Preparation of ammonium acetate modified TiO2 nanorods ETL
· First, vertically oriented rutile TiO2 nanorod arrays were synthesized on FTO substrate via a simple one-step hydrothermal method and used as ETL.
· TiO2 nanorod ETL was modified by spin-coating ammonium acetate solution to achieve passivation of interface defects. Ammonium acetate treatment can enhance the separation of electrons and holes and can effectively reduce carrier recombination.
· Finally, the FTO/TiO2@CH3COONH4/CsPbI2.25Br0.75/C structure planar perovskite solar cell was successfully assembled using cheap commercial carbon slurry instead of the traditionally used gold/silver precious metals.
Ammonium acetate (CH3COONH4) can be used as a leaching material to recover zinc (Zn) from metallurgical slag and dust (MSD) through response surface methodology (RSM). The process of recovering Zn using ammonium acetate is as follows:
· Experimental design of response surface: Stirring speed, leaching time, total ammonia concentration, and liquid-to-solid ratio are used as variables in the leaching experiment.

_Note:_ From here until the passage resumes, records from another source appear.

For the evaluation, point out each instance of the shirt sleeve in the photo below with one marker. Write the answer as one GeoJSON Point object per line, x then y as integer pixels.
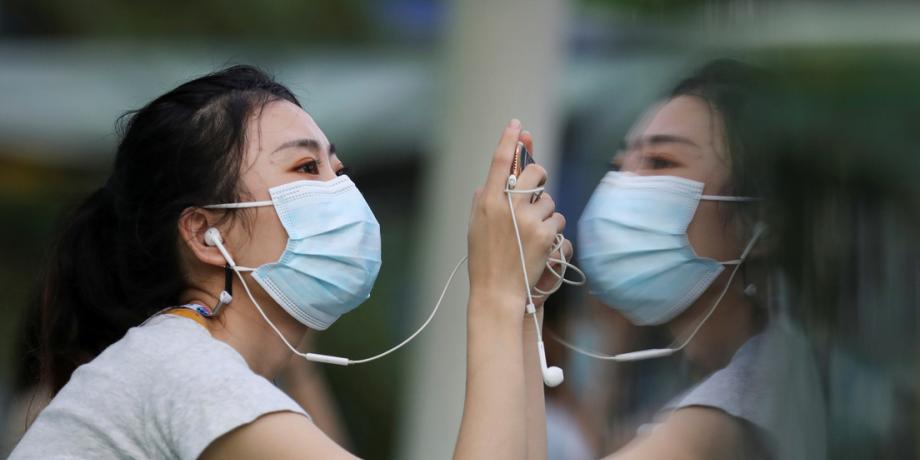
{"type": "Point", "coordinates": [206, 392]}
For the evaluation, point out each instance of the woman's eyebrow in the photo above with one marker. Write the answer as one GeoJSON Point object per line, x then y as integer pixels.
{"type": "Point", "coordinates": [309, 144]}
{"type": "Point", "coordinates": [665, 139]}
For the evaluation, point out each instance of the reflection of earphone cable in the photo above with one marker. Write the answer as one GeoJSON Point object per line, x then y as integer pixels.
{"type": "Point", "coordinates": [661, 352]}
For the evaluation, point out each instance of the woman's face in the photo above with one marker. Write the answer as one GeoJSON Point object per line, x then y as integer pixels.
{"type": "Point", "coordinates": [684, 137]}
{"type": "Point", "coordinates": [284, 144]}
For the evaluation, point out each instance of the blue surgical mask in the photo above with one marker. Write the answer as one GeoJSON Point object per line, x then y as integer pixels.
{"type": "Point", "coordinates": [333, 253]}
{"type": "Point", "coordinates": [633, 246]}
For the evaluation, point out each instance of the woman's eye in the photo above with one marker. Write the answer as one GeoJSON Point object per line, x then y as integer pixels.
{"type": "Point", "coordinates": [660, 163]}
{"type": "Point", "coordinates": [309, 167]}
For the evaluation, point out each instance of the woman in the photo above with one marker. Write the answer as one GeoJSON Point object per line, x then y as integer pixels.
{"type": "Point", "coordinates": [674, 236]}
{"type": "Point", "coordinates": [222, 173]}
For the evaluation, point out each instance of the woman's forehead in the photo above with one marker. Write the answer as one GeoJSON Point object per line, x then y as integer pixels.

The effective extraction rate of Zn during the coordination leaching process of NH3-CH3COONH4-H2O solution is defined as the response value. Other leaching experimental conditions include [NH3]/[NH4]+ molar ratio of 1:1 and leaching temperature of 25°C.
· Leaching experiment: Sample 20.00g of dry MSD material and mix it with the newly prepared ammonium acetate (NH3-CH3COONH4-H2O) leaching agent in a 300mL Erlenmeyer flask under stirring. Zinc leaching from MSD samples under specific experimental parameters.
· Leaching reaction to extract zinc: In this leaching system, dissolved zinc oxide (ZnO) can combine with ammonium ions (NH4+) and ammonia (NH3) to form a soluble [Zn(NH3))i]2+ complex. In addition, zinc ions can combine with carboxylate anions (RCOO-) to form stable complexes.